İzmir'in büyükşehir belediye başkanı Dr. Cemil Tugay, son dönemde partisinin içinde demokratik yapıyı güçlendirme yolunda bence çok önemli adımlar attı. Sadece parti içinde değil, aynı zamanda yerel yönetimlerdeki bağımsızlık ve yetkinlik anlayışının daha da öne çıkmasının ne kadar önemli olduğunu her kesime gösterdi.
Başkan Tugay, özellikle parti içinde önemli bir isim olan Aykut Erdoğdu'ya genel sekreterlik koltuğunu teklif etmemekle CHP'nin uzun süredir unutulmuş bir geleneği olan bağımsız yerel yönetim anlayışını tekrar yeşerti.
Tugay, CHP genel başkan yardımcılığı ve milletvekilliği yapmış birisine emir veremeyeceğini ifade ederek bağımsız bir yerel yönetim anlayışının önemini yıllar sonra tekrar hatırlatmış oldu.

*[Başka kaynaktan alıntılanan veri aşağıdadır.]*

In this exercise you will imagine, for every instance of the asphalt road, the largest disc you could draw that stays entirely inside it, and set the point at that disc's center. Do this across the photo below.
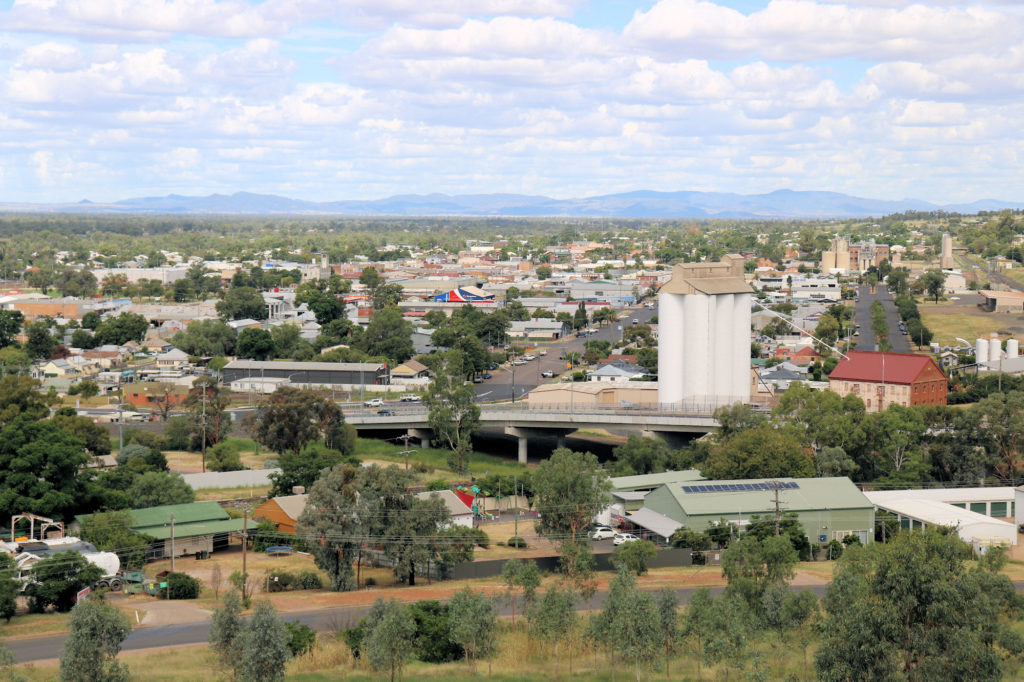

Bu davranış, sadece partisinin değil tüm İzmir'in başkanı olduğunun da bir ispatı niteliğini taşıyor. Yerel yönetimlerin partizanlık dışında, kendi vatandaşlarına hizmet etme ve kendi vizyonlarını ortaya koyma, gerçekleştirme potansiyeline sahip olması gerektiğini, İzmir'den tüm ülkeye göstermiş oldu.
Tugay'ın bu tutumu, önümüzdeki beş yıl boyunca İzmir'in yepyeni bir demokratik yol haritası çizeceğinin ve siyasi dinamiklerin içinde büyük değişimlere neden olacağının bir işareti olarak düşünülebilir.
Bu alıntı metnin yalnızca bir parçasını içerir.